George Mozek filed a complaint seeking relief in the nature of certiorari, G. L. c. 249, § 4, in the Supreme Judicial Court for Suffolk County. He alleged that, because he timely had claimed a right to trial by jury in an underlying civil action, a judge in the Superior Court violated his constitutional rights by conducting a summary judgment proceeding instead of a jury trial. But see, e.g., Kourouvacilis v. General Motors Corp., 410 Mass. 706 , 716 (1991). In addition, he claimed that "irregularities" in the Superior Court's procedures and docketing deprived him of due process of law. Mozek sought an order requiring the Superior Court to certify the record to this court, and to "desist" from further proceedings pending review. [Note 2]
The single justice properly denied relief.
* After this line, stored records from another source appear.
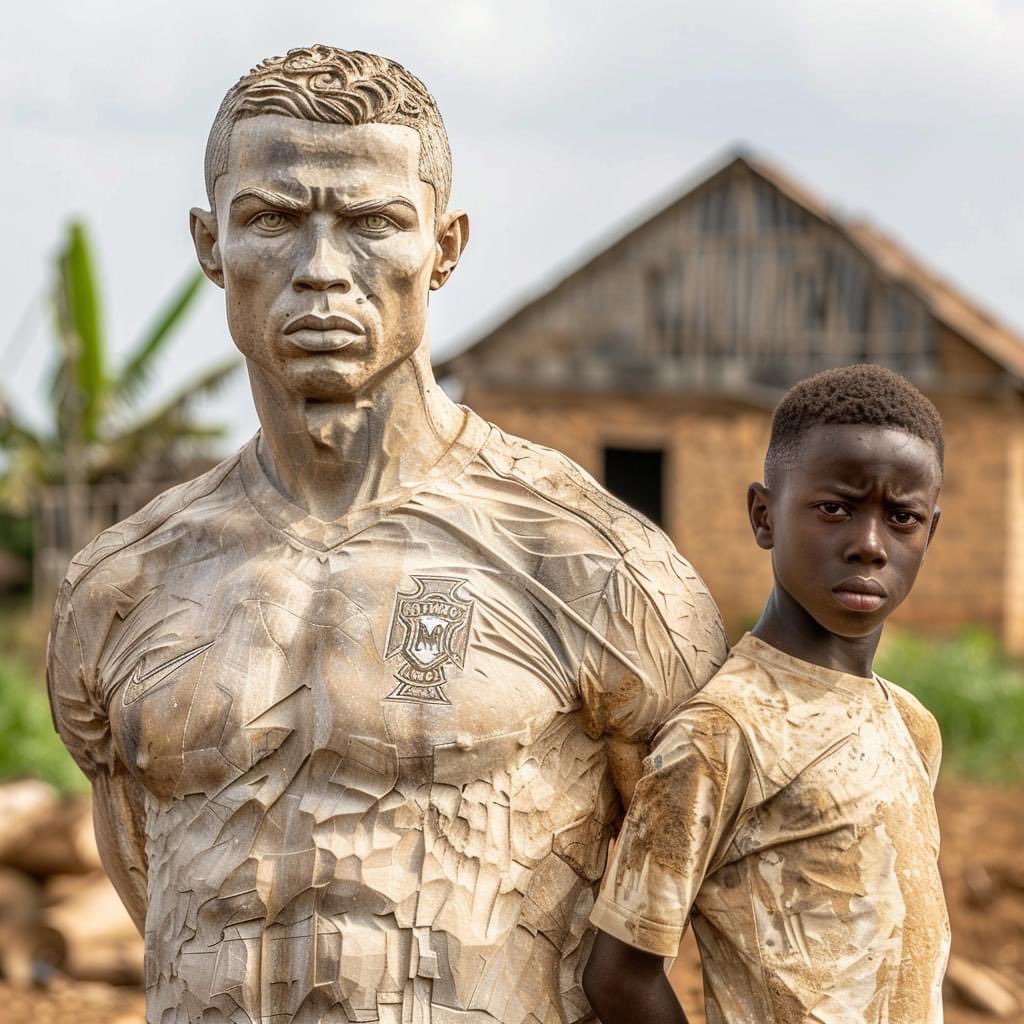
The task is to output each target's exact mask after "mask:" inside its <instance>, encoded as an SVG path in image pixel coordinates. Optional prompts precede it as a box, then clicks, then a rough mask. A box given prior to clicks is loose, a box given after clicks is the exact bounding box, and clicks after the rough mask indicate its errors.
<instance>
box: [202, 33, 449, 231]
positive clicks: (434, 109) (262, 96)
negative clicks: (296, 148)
mask: <svg viewBox="0 0 1024 1024" xmlns="http://www.w3.org/2000/svg"><path fill="white" fill-rule="evenodd" d="M263 114H278V115H281V116H283V117H288V118H298V119H300V120H303V121H319V122H323V123H327V124H342V125H364V124H397V125H406V126H407V127H409V128H414V129H415V130H416V131H417V132H418V133H419V136H420V177H421V179H422V180H424V181H426V182H427V183H428V184H429V185H431V186H432V187H433V189H434V199H435V211H436V215H437V216H440V214H441V213H443V212H444V210H445V209H446V207H447V201H449V194H450V193H451V189H452V152H451V150H450V148H449V140H447V132H446V131H445V130H444V122H443V121H442V120H441V115H440V111H438V110H437V104H436V103H435V102H434V97H433V96H431V95H430V93H429V92H428V91H427V88H426V86H425V85H424V84H423V83H422V82H421V81H420V80H419V79H418V78H417V77H416V76H415V75H413V74H412V73H410V72H408V71H407V70H406V69H404V68H402V67H401V65H399V63H397V62H395V61H394V60H390V59H389V58H388V57H382V56H378V55H377V54H376V53H365V52H362V51H361V50H342V49H338V48H337V47H335V46H325V45H322V44H317V45H315V46H308V47H302V48H300V49H295V50H289V51H288V53H287V54H286V55H285V56H283V57H268V58H267V59H266V60H262V61H260V63H258V65H257V66H256V67H255V68H253V70H252V71H251V72H250V73H249V74H248V75H246V76H244V77H243V78H242V79H240V80H239V82H238V84H236V85H234V86H233V87H232V88H231V89H230V90H229V91H228V93H227V95H226V96H224V99H223V102H222V103H221V104H220V110H218V111H217V116H216V117H215V118H214V120H213V127H212V128H211V129H210V137H209V140H208V141H207V144H206V191H207V196H208V197H209V199H210V206H211V209H212V207H213V202H214V199H213V191H214V185H215V184H216V181H217V178H218V177H219V176H220V175H221V174H223V173H224V171H225V170H226V169H227V158H228V148H229V146H230V140H231V132H232V131H233V129H234V125H236V124H237V123H238V122H239V121H241V120H242V119H243V118H252V117H258V116H259V115H263Z"/></svg>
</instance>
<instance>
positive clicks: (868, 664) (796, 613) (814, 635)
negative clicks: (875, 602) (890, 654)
mask: <svg viewBox="0 0 1024 1024" xmlns="http://www.w3.org/2000/svg"><path fill="white" fill-rule="evenodd" d="M751 633H753V634H754V636H756V637H757V638H758V639H759V640H764V642H765V643H767V644H771V646H772V647H775V648H776V649H777V650H780V651H782V652H783V653H785V654H790V655H791V656H792V657H797V658H800V660H802V662H810V663H811V664H812V665H820V666H821V668H823V669H831V670H833V671H835V672H845V673H847V674H848V675H851V676H864V677H866V678H868V679H869V678H871V675H872V671H871V666H872V665H873V663H874V652H876V650H877V649H878V646H879V640H881V639H882V627H881V626H880V627H879V628H878V629H877V630H876V631H874V632H873V633H871V634H869V635H867V636H865V637H843V636H838V635H837V634H835V633H829V632H828V631H827V630H825V629H823V628H822V627H821V626H820V625H818V623H817V622H816V621H815V620H814V618H813V617H811V615H810V614H808V612H807V610H806V609H805V608H804V607H803V606H802V605H800V604H798V603H797V602H796V601H795V600H794V599H793V598H792V597H791V596H790V595H788V594H787V593H786V592H785V591H784V590H783V589H782V588H781V587H780V586H779V585H778V584H777V583H776V584H775V587H774V589H773V590H772V592H771V596H770V597H769V598H768V603H767V604H766V605H765V610H764V611H763V612H762V613H761V617H760V618H759V620H758V624H757V626H755V627H754V629H752V630H751Z"/></svg>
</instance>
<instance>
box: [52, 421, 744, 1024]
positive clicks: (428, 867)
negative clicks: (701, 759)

Review under G. L. c. 249, § 4, is available, in the words of the statute, to "correct errors in proceedings . . . which . . . are not otherwise reviewable by motion or by appeal." "[C]ertiorari does not provide an additional or alternative avenue of appellate review." Picciotto v. Superior Court Dep't of the Trial Court, 437 Mass. 1019 , 1020 (2002). Here, Mozek has or had an alternative remedy to certiorari,
i.e., the ordinary appellate process. The fact that he raised constitutional issues associated with the right to a jury trial does not alter that analysis.
George Mozek, pro se.
Walter H. Porr, Jr., Assistant City Solicitor (Paul Capizzi, City Solicitor, with him) for city of Revere & another.
[Note 1] Suffolk Superior Court. We acknowledge that the board of health of Revere (board) is a party to the underlying Superior Court action and that Mozek argues that the board is a party to this appeal as well. We shall treat the board as a party.
[Note 2] Mozek's appellate brief makes arguments, and seeks relief, neither made to nor requested from the single justice. Among other things, he alleges that the Superior Court judge erred in entering summary judgment, and that the Appeals Court erred in various respects in matters he filed in that court. "We do not consider any . . . issues, arguments, [or] claims raised [by the petitioner] on appeal that were not raised before the single justice." Bloise v. Bloise, 437 Mass. 1010 , 1010 (2002).